SPOT CHECK – Punta San Carlos, Mexico

words and photos by Clark Merrit

275 miles below san diego, California, on the Pacific Ocean side of the Baja Peninsula, Punta San Carlos is a micro-climate that enjoys thermal winds generated by a headland mesa and inland desert heat. Because Punta San Car-los is a south facing beach area, the prevailing west wind is generally sideoff-to-sideshore making it an excellent wavesailing and kitesurfing location. The average wind speed is 18-25 mph. Punta San Carlos has been described as
a world-class, multi-sport adventure destination. The coastline is a series of right-hand pointbreaks and sandstone beachbreaks. Perfect for wave kiting.

THE BOMBORA:
A submerged reef extension of the island, this break borders deep water. It is also called the Indicator as it picks up all swells from favored south swells through northwest swells. It dramatically displays combination swells. South swells form a wedge peak providing a fast but short backdoor smack opportu-nity. It also provides jumping opportunities. The wind is sideoff-to-sideshore.

THE BEACH BREAK:
A shallow sandstone shelf, this break is perfect for all kiters. The wave is gentle and the broad beachbreak real-estate can support a large crowd from a series of breaking waves. It’s a perfect venue to sharpen your skills. The launch area is tide-dependant: if you have a partner, you can launch from the top of the cliffs.

THE POINT:
The point is also a borderline shelf to deep water. Swells can peak up to a quarter-of-a-mile out, roll into shallow water providing a racetrack wave to the Chili Bowl, inside the bay. On a higher tide the inside point wave can provide a short tube ride. It traditionally gets windy early and requires a half-a-meter kite size smaller. This spot caters to intermediate-to-advanced kiters.

THE CHILI BOWL:
Punta San Carlos’ premiere, money-shot spot. This is a reef located inside the point and approximately 100 yards from the cliffs.

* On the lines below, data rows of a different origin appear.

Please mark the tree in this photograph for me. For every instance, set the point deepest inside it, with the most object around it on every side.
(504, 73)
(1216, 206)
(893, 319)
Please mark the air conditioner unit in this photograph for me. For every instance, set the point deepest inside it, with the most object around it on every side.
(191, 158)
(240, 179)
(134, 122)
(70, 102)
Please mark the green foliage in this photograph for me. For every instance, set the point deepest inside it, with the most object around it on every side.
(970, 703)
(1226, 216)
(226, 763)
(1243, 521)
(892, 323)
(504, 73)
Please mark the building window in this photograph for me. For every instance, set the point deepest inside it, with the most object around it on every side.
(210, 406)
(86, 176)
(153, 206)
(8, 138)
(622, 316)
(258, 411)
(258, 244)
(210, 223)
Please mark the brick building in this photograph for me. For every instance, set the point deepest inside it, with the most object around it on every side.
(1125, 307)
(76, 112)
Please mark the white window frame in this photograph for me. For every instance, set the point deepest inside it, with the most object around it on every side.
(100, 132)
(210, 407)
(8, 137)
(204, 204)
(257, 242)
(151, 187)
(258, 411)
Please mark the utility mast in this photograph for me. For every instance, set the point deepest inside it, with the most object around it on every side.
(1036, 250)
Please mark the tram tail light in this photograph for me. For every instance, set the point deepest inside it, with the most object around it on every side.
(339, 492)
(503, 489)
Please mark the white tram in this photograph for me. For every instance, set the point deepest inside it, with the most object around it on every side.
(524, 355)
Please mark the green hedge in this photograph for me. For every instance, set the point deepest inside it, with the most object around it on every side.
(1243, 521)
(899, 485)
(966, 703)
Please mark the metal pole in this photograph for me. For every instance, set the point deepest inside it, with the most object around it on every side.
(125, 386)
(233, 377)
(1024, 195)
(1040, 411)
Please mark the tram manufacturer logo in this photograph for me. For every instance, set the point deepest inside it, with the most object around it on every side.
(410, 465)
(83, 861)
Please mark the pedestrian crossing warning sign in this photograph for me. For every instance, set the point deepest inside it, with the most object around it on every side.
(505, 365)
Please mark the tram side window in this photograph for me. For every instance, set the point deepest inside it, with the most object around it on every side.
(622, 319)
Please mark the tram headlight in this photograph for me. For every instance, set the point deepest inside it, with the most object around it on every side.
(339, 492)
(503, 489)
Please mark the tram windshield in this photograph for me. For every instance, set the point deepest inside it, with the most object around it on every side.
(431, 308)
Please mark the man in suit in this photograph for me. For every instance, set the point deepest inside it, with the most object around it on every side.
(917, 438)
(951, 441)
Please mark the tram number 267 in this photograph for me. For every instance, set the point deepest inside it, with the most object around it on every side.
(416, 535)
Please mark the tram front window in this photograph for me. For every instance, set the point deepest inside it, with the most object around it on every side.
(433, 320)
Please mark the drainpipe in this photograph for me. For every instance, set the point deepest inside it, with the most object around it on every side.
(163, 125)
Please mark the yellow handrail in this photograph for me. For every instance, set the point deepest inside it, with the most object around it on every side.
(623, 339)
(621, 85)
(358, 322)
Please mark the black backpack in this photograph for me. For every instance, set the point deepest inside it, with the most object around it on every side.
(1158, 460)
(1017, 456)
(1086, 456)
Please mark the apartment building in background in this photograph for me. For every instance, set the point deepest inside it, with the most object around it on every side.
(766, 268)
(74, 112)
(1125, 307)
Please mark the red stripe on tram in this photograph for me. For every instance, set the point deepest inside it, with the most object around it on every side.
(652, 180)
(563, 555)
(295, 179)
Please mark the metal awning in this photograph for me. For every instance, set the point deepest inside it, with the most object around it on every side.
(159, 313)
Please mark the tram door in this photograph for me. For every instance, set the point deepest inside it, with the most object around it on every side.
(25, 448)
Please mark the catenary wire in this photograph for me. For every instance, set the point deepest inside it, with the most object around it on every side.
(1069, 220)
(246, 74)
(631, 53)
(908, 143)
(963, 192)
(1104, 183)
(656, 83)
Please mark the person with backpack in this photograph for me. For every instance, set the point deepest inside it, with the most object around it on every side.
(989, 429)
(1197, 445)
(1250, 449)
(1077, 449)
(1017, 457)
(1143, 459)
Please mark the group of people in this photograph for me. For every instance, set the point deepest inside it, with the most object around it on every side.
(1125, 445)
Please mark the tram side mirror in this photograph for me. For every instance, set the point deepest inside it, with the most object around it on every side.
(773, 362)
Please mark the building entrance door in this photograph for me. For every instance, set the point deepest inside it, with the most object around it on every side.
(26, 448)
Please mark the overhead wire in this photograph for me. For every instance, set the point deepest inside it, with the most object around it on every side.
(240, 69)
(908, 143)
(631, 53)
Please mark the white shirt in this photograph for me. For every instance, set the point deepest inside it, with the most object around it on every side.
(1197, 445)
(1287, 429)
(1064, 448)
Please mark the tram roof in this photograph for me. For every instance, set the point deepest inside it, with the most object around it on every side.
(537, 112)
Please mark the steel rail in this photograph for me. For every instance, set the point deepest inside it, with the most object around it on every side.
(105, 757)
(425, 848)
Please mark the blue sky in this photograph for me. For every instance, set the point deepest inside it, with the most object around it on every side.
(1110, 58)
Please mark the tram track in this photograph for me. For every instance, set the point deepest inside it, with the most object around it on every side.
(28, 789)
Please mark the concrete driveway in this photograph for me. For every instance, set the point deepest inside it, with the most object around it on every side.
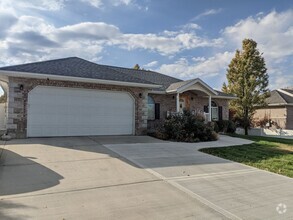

It creates a left/right breaking wave that connects to the racetrack wave that starts at the point. It gets windy early but can back off later in the afternoon. The Chili Bowl is very swell-dependant and doesn’t break all the time. Catching a wave at the Point to the Chili Bowl and riding it beyond can net a distance of over a half-mile or longer. This spot is for advanced kiters. The wind is sideoff-to-more-offshore.